Table R1: TSRSA scores with different movie clip lengths on Movie2. The standard error is omitted.

• For the experiments of static natural scene stimuli in Fig. 4C, we add the results of CORnet and the LoRaFB-CNet (0.4130, 0.3544, 0.3411), which shows that our model also outperforms them in this neural dataset.

The clarifications and new results about feedback connections:

• Fig. 4A compares the changes in similarity scores between the network with feedback and fully feedforward structures when the dynamic information is disrupted, supporting that the long-range feedback connections allow LoRaFB-SNet to represent dynamic information in a more context-dependent manner. See discussions in lines 272-275. We add the experiments for CORnet and LoRaFB-CNet in Fig. R1 in the PDF of the "global rebuttal", which solidifies our conclusion about the effectiveness of feedback connections.

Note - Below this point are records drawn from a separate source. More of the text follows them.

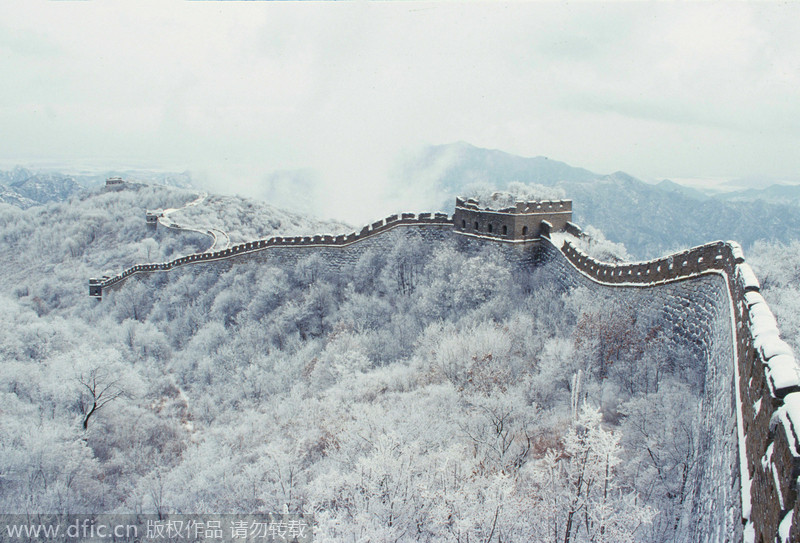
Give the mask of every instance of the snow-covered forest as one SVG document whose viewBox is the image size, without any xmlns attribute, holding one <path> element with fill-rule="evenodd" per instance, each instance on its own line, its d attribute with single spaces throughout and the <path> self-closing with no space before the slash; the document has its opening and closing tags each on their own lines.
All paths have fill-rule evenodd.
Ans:
<svg viewBox="0 0 800 543">
<path fill-rule="evenodd" d="M 144 224 L 195 198 L 0 206 L 0 510 L 288 507 L 323 541 L 680 538 L 702 367 L 655 321 L 413 236 L 338 273 L 243 261 L 87 296 L 98 270 L 203 250 Z M 341 227 L 213 205 L 234 238 Z M 762 270 L 773 292 L 784 271 Z"/>
</svg>

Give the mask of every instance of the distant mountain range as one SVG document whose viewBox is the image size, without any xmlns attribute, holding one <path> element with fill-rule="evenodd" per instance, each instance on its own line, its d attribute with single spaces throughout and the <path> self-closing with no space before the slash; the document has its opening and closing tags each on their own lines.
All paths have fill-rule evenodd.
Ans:
<svg viewBox="0 0 800 543">
<path fill-rule="evenodd" d="M 710 198 L 710 196 L 704 192 L 701 192 L 697 189 L 693 189 L 692 187 L 687 187 L 686 185 L 681 185 L 669 179 L 664 179 L 660 183 L 656 184 L 656 187 L 663 190 L 664 192 L 680 194 L 681 196 L 686 196 L 687 198 L 694 198 L 695 200 L 706 200 Z"/>
<path fill-rule="evenodd" d="M 800 206 L 800 185 L 770 185 L 765 189 L 747 189 L 724 192 L 716 196 L 727 202 L 751 202 L 761 200 L 771 204 Z"/>
<path fill-rule="evenodd" d="M 598 177 L 589 170 L 547 157 L 520 157 L 503 151 L 481 149 L 464 142 L 426 147 L 408 160 L 402 171 L 408 179 L 413 180 L 419 176 L 420 170 L 439 165 L 448 165 L 438 181 L 440 188 L 448 191 L 458 191 L 470 184 L 493 185 L 498 180 L 506 184 L 519 181 L 552 185 L 556 181 L 589 182 Z"/>
<path fill-rule="evenodd" d="M 28 208 L 48 202 L 63 202 L 84 188 L 101 186 L 108 177 L 119 176 L 178 188 L 191 188 L 189 172 L 110 171 L 96 174 L 65 174 L 54 171 L 32 171 L 23 167 L 0 171 L 0 203 Z"/>
<path fill-rule="evenodd" d="M 80 189 L 73 177 L 59 173 L 34 173 L 19 167 L 0 172 L 0 202 L 22 208 L 61 202 Z"/>
<path fill-rule="evenodd" d="M 26 208 L 64 201 L 83 188 L 102 185 L 113 175 L 195 187 L 188 172 L 67 175 L 15 168 L 0 172 L 0 202 Z M 624 172 L 597 174 L 547 157 L 521 157 L 464 142 L 425 147 L 405 157 L 392 176 L 397 200 L 416 202 L 419 210 L 449 211 L 456 196 L 475 190 L 505 190 L 514 182 L 557 189 L 574 201 L 576 223 L 599 228 L 610 240 L 624 243 L 637 258 L 717 239 L 736 240 L 745 248 L 762 239 L 800 239 L 800 185 L 706 194 L 670 180 L 645 183 Z M 315 172 L 284 171 L 265 179 L 261 197 L 309 214 L 324 191 Z"/>
<path fill-rule="evenodd" d="M 445 209 L 456 195 L 477 186 L 503 190 L 518 181 L 559 187 L 573 200 L 574 222 L 599 228 L 638 258 L 717 239 L 747 248 L 761 239 L 800 238 L 800 186 L 711 196 L 670 180 L 654 185 L 624 172 L 596 174 L 463 142 L 427 147 L 399 175 L 409 190 L 415 190 L 415 179 L 424 180 L 425 190 L 439 194 Z"/>
</svg>

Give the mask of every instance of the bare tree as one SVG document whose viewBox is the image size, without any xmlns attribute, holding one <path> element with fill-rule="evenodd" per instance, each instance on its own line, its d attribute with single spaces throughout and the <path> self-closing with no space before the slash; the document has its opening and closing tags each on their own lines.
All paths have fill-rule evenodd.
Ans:
<svg viewBox="0 0 800 543">
<path fill-rule="evenodd" d="M 92 415 L 117 398 L 126 395 L 119 379 L 113 378 L 101 368 L 93 368 L 87 374 L 81 373 L 78 383 L 80 383 L 79 403 L 84 430 L 89 427 Z"/>
</svg>

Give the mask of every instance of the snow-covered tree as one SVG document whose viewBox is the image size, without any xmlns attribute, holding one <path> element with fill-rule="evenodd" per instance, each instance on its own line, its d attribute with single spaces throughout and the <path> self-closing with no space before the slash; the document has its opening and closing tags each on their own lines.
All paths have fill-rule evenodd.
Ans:
<svg viewBox="0 0 800 543">
<path fill-rule="evenodd" d="M 550 541 L 636 541 L 655 512 L 617 478 L 619 435 L 603 428 L 599 411 L 584 406 L 559 450 L 533 467 Z"/>
</svg>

• Fig. 4B does not involve comparisons of model structures and mechanisms. Therefore, we don't include CORnet and LoRaFB-CNet here.

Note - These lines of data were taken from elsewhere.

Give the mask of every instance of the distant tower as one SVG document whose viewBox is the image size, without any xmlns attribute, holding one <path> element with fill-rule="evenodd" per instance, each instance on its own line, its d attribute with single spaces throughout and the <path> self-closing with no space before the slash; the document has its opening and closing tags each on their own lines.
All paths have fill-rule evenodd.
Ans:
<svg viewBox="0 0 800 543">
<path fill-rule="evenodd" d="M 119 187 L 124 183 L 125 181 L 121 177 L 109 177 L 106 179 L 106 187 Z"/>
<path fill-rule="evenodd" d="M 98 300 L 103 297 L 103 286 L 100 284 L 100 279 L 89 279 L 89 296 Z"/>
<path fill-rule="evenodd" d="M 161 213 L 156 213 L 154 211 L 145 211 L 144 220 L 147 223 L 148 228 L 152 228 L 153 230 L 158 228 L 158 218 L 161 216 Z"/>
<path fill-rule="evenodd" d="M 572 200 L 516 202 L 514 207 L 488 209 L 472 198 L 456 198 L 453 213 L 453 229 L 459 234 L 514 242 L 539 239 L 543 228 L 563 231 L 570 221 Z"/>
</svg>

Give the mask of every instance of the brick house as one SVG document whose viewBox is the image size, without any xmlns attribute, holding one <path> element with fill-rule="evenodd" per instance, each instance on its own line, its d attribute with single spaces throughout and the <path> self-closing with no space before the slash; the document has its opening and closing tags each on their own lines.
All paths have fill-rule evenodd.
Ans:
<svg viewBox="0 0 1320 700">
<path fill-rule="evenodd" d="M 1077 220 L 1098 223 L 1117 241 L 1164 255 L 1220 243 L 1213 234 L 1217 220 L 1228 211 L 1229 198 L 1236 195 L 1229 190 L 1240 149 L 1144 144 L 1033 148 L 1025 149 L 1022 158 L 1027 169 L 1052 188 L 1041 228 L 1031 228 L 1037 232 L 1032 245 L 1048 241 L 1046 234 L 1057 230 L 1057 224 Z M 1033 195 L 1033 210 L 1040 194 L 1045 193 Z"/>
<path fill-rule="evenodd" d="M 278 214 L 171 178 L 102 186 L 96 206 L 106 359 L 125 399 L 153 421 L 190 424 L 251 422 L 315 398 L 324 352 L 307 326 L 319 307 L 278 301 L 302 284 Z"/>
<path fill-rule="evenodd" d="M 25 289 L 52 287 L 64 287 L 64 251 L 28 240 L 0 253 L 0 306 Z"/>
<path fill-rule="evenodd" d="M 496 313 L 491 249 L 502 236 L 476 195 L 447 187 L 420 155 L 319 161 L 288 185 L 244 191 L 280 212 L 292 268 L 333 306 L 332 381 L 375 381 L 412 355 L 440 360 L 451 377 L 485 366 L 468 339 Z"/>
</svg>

We will add the above results and discussion to our revised manuscript.

2. Data and Model Robustness.

As mentioned above, the similarity score of models suffers from an increase in movie length, and LoRaFB-SNet shows a more pronounced advantage in longer movie experiments. The significant improvement in our model's score compared to other models, coupled with the overall lower scores of other models on Movie2, underscores the robust advantage of our model across different movies. In fact, when we use randomly selected 30s (the length of Movie1) clips from the 120s Movie2, LoRaFB-SNet achieves a score of 0.405 (about 80% of the score on Movie1). The scores of our model in six visual regions also indicate the robustness across brain regions (please refer to response 4 to Reviewer rzHc).

In summary, experiments and analysis in a variety of settings effectively demonstrate the performance and robustness of our model. In the future, despite the paucity of publicly available neural datasets under natural movie stimuli, we will try to apply our model to more datasets to solidify our conclusions.

3. Dependency on Pretraining Tasks.

We have preliminarily discussed the influence of pretraining datasets and tasks (Fig. 3B and the first paragraph of Section 4.3.3). In particular, the video recognition task better benefits model's neural similarity. Besides, temporal structures of data contribute more than the static content. Larger datasets and other video tasks may have different impacts, which we will explore in the further work.

4. Exploration of Local Recurrent Connections.

We agree that lateral connections within brain regions are useful for brain-like modeling. However, our work focuses on feedback connections across regions to build bio-inspired models. We will introduce local recurrent connections in the future for exploration.

[1] "Temporal-coded spiking neural networks with dynamic firing threshold Learning with event-driven backpropagation." ICCV 2023.

[2] "Rapid learning in cortical coding of visual scenes." Nature Neuroscience 2007.

[3] "Representation of visual scenes by local neuronal populations in layer 2/3 of mouse visual cortex." Front Neural Circuits 2011.